No caso de Litvinenko, o Po-210 atingiu fígado, rins, medula
óssea, trato gastrointestinal e gônadas após concentrar-se nas células
vermelhas do sangue.
O Po-210 rouba os elétrons das moléculas em seu caminho,
conforme viaja através do corpo, e danos ao DNA podem causar morte celular e
mutações que afetam a replicação celular. Dentro de dias, as pessoas passam a
ter sintomas como vômitos, seguidos de falência da medula óssea e perda de
cabelo. Em doses mais elevadas, síndromes gastrointestinal, cardiovascular e do
sistema nervoso central também podem ocorrer. Esta última é irreversível e
conduz à morte.
O Po-210 no ambiente
A substância pode ser encontrada no corpo humano. É
facilmente achada em frutos do mar e fumantes, por exemplo, possuem acúmulo de
Po-210 no tórax. Mas dificilmente você vai morrer por isto.

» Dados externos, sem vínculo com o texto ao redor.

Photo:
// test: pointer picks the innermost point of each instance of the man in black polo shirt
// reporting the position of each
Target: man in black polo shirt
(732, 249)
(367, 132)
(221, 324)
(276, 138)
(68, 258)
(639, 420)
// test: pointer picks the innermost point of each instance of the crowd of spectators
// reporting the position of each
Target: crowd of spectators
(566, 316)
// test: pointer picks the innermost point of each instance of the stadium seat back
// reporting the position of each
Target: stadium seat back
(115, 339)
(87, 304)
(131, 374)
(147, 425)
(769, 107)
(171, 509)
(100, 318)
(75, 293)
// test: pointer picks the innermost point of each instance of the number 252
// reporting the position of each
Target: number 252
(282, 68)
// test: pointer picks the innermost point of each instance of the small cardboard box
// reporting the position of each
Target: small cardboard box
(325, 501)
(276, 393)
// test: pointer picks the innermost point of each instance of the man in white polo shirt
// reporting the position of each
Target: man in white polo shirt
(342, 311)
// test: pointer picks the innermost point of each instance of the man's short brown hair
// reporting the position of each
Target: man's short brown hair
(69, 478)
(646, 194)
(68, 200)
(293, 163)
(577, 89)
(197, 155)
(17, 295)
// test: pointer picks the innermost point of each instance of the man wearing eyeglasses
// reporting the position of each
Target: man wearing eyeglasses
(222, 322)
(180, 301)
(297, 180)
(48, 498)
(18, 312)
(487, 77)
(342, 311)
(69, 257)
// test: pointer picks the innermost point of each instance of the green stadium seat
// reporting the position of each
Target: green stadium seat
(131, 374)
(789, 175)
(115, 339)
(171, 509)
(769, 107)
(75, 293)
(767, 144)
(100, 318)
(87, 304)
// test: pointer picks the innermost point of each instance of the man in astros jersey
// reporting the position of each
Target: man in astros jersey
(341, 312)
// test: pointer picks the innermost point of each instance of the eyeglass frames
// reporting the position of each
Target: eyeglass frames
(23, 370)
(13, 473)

Entretanto, pela pouca probabilidade de ingeri-lo, o
diagnóstico é muito impreciso. O médico teria de identificar o isótopo
radioativo no corpo com equipamentos muito específicos, tornando pouco provável
uma resposta rápida o suficiente para tomar providências.
Onde é vendido?
É uma das perguntas mais efusivas que fizeram desde o caso de
Litvinenko.
O polônio é vendido apenas em pequenas quantidades e seria
necessário adquirir 15 mil unidades, para ser capaz de matar uma única pessoa
ou, como no caso de Litvinenko, “seria necessário ter acesso a um reator
capaz de produzir tais materiais e um laboratório de radioquímica, pois o
polônio é feito a partir de um processo industrial nuclear”, de acordo com
o Professos Nick Priest, um dos poucos especialistas do Reino Unido que
trabalharam com Po-210.
Um dos principais especialistas do complexo campo da física
teórica afirmou que o Po-210 só poderia ter vindo de uma antiga fábrica nuclear
soviética que foi o único lugar no mundo com uma linha de produção de polônio,
e aparentemente, estaria fechada em Sarov, na Rússia.